Comment sont financées les différentes missions des patients que vous avez évoquées depuis le début de cet entretien ?

MC : L'engagement purement associatif, au lit du malade, c'est du bénévolat. Nous essayons tout au plus de prendre en charge le transport ou le repas de la personne si elle doit rester à l'hôpital. La représentation des usagers dans les instances des hôpitaux est également bénévole, même si nous sommes parfois défrayés par les établissements. Certains représentants peuvent être chargés de mission de grosses associations, mais ils sont minoritaires.

Comment les personnes qui assument ces différentes missions sont-elles formées ?

MC : Chacune de nos associations dispose de programmes de formation : quand les bénévoles de ma structure se rendent au pied du lit d'insuffisants respiratoires, je m'assure qu'ils disposent des outils nécessaires et je fais en sorte de les faire monter en compétence.
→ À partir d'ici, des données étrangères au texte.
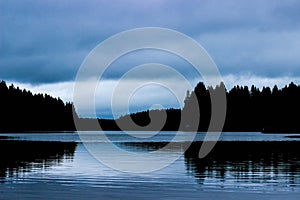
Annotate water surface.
[0,132,300,199]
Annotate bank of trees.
[0,81,300,132]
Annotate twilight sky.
[0,0,300,117]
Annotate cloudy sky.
[0,0,300,117]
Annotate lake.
[0,132,300,200]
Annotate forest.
[0,81,300,132]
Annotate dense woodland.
[0,81,300,132]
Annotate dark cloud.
[0,0,300,83]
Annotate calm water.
[0,132,300,199]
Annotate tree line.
[0,81,75,132]
[0,81,300,132]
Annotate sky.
[0,0,300,118]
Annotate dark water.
[0,132,300,199]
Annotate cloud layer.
[0,0,300,116]
[0,0,300,83]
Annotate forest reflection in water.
[0,138,300,191]
[120,141,300,189]
[0,138,77,182]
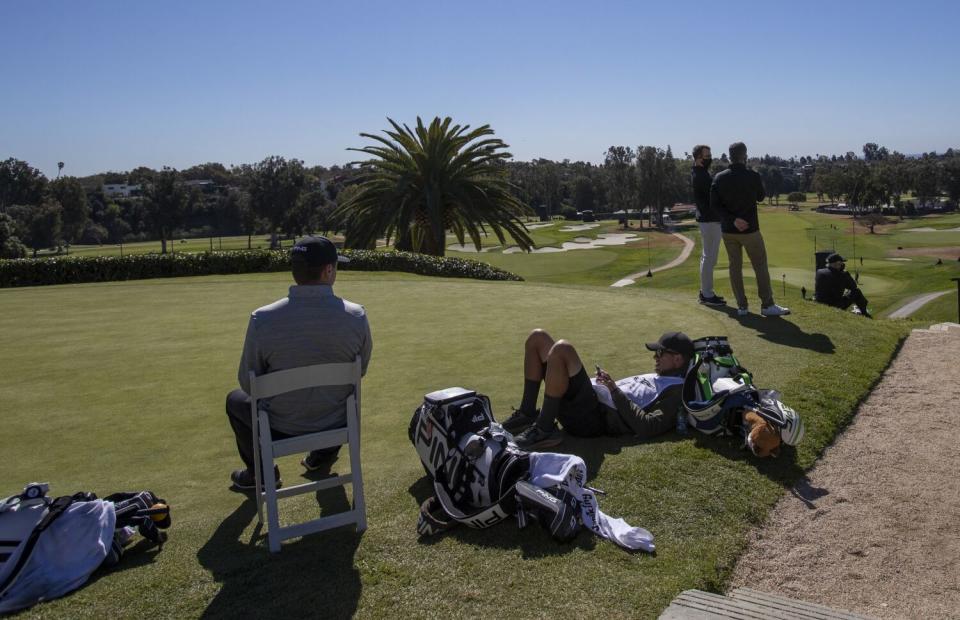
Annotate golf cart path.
[887,291,953,319]
[731,323,960,618]
[610,233,694,288]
Dans le cadre de l'engagement en tant que représentants des usagers, quatre associations reçoivent des subventions de l'État pour assurer des formations. Un problème de financement se pose en revanche pour ce qui est du patient expert dans l'enseignement : pour assurer ce rôle, il faut une formation validante de 40 heures ou un DU de 125 heures avec remise de mémoire. C'est quelque chose de difficile à prendre en charge pour des associations de petite taille. La nôtre arrive par exemple à former un maximum de trois personnes par an.
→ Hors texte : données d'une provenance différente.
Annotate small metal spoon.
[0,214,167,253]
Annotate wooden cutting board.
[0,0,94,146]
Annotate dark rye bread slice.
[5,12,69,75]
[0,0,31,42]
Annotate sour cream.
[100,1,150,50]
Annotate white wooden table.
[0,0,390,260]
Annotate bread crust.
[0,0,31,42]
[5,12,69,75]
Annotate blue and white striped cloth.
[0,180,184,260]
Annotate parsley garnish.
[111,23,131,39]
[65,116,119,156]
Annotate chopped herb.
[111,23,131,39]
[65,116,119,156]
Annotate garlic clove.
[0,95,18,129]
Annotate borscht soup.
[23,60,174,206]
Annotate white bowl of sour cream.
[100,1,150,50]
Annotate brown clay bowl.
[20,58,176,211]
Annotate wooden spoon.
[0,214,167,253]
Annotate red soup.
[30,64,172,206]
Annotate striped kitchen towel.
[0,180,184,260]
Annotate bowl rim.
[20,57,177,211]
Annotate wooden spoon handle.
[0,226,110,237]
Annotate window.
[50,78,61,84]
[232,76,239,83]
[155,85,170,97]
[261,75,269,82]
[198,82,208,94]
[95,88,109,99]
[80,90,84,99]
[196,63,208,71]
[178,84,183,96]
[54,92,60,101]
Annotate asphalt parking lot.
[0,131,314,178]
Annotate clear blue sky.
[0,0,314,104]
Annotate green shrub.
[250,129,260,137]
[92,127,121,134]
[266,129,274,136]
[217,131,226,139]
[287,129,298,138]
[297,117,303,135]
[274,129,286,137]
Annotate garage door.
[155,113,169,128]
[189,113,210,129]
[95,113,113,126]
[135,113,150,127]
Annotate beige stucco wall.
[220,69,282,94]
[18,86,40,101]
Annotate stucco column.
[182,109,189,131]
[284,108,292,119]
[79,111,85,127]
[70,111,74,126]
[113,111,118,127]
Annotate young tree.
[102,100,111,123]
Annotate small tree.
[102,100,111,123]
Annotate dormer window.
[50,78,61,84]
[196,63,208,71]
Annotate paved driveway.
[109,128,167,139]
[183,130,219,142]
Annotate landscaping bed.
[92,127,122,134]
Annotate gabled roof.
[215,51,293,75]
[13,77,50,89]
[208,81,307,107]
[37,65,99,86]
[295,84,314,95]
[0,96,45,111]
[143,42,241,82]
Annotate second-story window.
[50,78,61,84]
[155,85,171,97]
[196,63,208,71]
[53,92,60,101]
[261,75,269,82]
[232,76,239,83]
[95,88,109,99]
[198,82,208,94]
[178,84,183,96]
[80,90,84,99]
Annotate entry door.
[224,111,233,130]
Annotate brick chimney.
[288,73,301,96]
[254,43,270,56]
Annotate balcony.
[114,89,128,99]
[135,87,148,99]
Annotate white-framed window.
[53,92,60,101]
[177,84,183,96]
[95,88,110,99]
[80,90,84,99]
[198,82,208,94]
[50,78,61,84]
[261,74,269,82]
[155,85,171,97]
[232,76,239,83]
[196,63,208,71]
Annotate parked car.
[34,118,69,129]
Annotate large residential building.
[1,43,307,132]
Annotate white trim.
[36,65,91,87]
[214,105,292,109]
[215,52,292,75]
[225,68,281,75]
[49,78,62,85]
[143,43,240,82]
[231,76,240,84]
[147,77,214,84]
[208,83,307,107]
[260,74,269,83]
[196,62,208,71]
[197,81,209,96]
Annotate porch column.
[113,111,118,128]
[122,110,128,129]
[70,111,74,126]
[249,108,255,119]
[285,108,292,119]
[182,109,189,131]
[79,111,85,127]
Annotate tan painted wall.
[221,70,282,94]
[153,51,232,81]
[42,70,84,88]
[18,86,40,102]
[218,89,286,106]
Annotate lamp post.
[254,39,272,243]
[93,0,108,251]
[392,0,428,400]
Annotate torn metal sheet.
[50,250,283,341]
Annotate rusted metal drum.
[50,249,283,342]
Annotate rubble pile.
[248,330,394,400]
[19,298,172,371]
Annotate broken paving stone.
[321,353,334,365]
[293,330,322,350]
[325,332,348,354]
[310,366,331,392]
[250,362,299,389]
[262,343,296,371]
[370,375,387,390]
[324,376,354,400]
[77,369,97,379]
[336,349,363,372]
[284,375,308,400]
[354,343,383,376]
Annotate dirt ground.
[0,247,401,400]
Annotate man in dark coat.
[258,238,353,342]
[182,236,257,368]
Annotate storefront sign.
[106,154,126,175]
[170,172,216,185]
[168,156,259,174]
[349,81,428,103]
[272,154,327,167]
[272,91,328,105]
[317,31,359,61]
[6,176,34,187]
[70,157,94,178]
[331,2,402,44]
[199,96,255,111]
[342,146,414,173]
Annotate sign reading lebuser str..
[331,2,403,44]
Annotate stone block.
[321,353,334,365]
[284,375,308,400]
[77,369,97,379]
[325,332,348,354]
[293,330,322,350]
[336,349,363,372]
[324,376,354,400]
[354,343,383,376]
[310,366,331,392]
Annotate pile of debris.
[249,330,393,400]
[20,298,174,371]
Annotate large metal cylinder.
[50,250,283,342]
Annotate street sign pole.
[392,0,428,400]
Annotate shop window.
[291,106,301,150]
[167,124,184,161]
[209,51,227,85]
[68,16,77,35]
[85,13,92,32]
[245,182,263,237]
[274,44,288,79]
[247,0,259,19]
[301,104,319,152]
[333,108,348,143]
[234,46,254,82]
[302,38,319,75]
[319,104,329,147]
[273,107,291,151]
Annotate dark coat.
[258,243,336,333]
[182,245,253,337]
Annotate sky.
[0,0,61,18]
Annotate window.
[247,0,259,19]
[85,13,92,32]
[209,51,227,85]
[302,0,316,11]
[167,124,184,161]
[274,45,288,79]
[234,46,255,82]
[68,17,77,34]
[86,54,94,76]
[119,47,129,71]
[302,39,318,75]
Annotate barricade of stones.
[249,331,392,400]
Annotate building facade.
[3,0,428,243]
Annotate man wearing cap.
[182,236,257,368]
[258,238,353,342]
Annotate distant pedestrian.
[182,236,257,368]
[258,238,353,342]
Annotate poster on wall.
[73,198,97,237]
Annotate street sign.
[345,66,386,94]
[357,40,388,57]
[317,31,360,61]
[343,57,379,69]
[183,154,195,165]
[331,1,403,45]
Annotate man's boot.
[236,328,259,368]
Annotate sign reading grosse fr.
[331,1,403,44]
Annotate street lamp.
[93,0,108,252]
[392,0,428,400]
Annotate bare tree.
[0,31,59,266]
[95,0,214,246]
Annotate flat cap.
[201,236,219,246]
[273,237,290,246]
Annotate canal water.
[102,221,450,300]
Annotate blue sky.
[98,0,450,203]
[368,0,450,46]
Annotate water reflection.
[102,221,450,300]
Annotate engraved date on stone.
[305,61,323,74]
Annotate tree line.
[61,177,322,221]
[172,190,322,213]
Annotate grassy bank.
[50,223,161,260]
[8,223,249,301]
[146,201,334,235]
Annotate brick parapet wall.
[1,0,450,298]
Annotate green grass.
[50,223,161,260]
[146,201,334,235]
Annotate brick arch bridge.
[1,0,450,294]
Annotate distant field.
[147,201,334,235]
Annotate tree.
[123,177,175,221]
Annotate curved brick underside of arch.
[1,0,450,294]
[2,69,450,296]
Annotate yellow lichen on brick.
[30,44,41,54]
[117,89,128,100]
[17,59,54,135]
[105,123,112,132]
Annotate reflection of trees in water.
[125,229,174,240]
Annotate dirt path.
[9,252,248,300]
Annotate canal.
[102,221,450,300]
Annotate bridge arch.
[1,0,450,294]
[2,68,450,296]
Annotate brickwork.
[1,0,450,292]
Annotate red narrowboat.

Quels sont d'après vous les défis qui restent à relever pour assurer une meilleure représentation des patients ?

MC : Il reste encore nécessaire de convaincre certains soignants que le savoir d'une personne vivant avec une maladie ou celui d'un accompagnant dans les maladies où ceux-ci sont de véritables acteurs (Parkinson, paraplégie, etc.) ne s'opposent pas au savoir professionnel. Ils viennent l'enrichir, lui donner une autre perspective, lui apporter un soutien. On a fait de grands pas dans cette direction, mais il reste du pain sur la planche. Il y a par ailleurs la partie financière, notamment pour ce qui concerne l'éducation thérapeutique ou l'enseignement. Aujourd'hui, on voit certaines situations incroyables où une personne qui est par exemple en invalidité ne peut pas se faire payer pour enseigner car si elle le fait, ce sera décompté de son indemnité d'invalidité. Je pense que ce type de mécanisme peut contribuer à maintenir les personnes dans une situation de passivité alors qu'elles pourraient être plus actives.

L'action associative n'est-elle pas parfois un peu envahissante dans la vie de certains patients ?
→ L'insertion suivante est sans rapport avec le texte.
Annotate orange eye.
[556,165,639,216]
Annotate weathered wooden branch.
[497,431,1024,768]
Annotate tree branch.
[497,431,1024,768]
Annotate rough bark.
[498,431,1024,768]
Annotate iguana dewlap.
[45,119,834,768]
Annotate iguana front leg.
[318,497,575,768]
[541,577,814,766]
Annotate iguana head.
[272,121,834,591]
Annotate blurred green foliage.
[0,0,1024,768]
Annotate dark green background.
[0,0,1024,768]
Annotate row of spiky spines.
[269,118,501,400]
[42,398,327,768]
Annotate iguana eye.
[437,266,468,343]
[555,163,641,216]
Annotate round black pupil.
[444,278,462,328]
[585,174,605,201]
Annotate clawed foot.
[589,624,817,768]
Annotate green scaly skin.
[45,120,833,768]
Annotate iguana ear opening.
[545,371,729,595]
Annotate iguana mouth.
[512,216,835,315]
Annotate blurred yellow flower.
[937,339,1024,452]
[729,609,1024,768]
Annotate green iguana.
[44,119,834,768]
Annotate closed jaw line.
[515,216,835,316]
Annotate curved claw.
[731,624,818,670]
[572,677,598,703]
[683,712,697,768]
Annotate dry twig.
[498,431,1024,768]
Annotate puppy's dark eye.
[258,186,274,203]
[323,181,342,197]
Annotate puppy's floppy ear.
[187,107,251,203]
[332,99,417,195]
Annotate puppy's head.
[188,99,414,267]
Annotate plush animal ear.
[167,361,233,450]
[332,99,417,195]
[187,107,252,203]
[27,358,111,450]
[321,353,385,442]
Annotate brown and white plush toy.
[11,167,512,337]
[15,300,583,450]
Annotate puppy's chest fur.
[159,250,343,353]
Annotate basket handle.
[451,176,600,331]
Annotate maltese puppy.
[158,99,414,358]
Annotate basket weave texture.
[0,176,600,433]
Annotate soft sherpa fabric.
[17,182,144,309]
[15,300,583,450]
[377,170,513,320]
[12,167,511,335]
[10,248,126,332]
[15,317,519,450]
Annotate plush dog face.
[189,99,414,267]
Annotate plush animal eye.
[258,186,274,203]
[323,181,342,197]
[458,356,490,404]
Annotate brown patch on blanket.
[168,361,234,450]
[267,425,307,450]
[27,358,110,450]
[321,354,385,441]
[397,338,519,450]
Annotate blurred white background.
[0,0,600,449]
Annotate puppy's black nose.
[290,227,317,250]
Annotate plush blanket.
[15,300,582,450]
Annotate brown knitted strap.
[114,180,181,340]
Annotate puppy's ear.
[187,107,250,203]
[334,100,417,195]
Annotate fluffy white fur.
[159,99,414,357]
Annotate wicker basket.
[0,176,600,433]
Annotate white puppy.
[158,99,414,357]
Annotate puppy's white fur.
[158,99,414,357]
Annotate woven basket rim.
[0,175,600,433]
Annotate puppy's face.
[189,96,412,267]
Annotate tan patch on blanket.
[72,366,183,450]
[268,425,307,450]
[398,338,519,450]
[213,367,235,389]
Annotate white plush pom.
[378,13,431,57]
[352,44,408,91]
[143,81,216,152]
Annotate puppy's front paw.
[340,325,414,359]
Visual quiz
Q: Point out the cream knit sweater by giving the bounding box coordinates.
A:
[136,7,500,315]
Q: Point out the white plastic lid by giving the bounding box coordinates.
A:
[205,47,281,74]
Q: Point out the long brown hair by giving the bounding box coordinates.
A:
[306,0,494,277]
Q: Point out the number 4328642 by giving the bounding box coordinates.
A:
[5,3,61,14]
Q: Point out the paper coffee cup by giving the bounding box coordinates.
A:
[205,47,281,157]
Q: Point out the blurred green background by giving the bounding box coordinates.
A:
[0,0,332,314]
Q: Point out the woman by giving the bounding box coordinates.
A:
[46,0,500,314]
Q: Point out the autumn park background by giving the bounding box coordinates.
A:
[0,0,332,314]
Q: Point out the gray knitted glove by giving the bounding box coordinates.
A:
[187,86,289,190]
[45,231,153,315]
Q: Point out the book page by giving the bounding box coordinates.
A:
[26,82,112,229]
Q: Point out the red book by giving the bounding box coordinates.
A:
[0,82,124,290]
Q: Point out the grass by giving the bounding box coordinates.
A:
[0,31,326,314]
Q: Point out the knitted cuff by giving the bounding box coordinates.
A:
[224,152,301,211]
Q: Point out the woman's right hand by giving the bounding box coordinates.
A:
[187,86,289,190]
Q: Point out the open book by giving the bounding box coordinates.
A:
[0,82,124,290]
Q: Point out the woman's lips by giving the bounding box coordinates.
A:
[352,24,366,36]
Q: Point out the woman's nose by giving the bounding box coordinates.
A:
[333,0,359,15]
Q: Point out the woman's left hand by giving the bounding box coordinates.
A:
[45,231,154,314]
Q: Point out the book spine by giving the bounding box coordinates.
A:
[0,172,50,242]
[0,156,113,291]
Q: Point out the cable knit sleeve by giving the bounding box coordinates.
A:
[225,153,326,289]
MC : Il faut bien reconnaître qu'il faut quand même être un peu fou pour s'impliquer à fond dans la représentation des patients. C'est un engagement très prenant. Mais je suis convaincue que cela a du sens, car le monde associatif et le monde soignant militent pour la même chose. Pour accueillir, prévenir, soigner, et parfois guérir, il faut partager et se retrouver.

Un engagement protéiforme

Marie Citrini n'est pas la femme d'un seul combat, d'une seule association. Après s'être engagée dans le Collectif national des associations d'obèses (CNAO), dont elle a assuré le secrétariat général jusqu'en 2014, elle a milité au sein de l'association d'insuffisants respiratoires « Respire à cœur », dont elle est aujourd'hui la vice-présidente.

Elle assure aussi des fonctions de représentante des usagers au centre hospitalier intercommunal de Créteil (Chic), ainsi qu'au sein de l'Assistance publique-Hôpitaux de Paris : en plus d'être membre qualifiée du conseil de surveillance du mastodonte de la capitale, elle est vice-présidente de la commission des usagers de l'hôpital Saint-Antoine.

Côté enseignement, elle joue aussi sur plusieurs tableaux. Elle est patiente-formatrice au sein du pôle de ressource en éducation thérapeutique du patient (ETP) d'Île-de-France, et enseigne également dans le cadre du diplôme universitaire (DU) de médecine générale de l'université de Bobigny.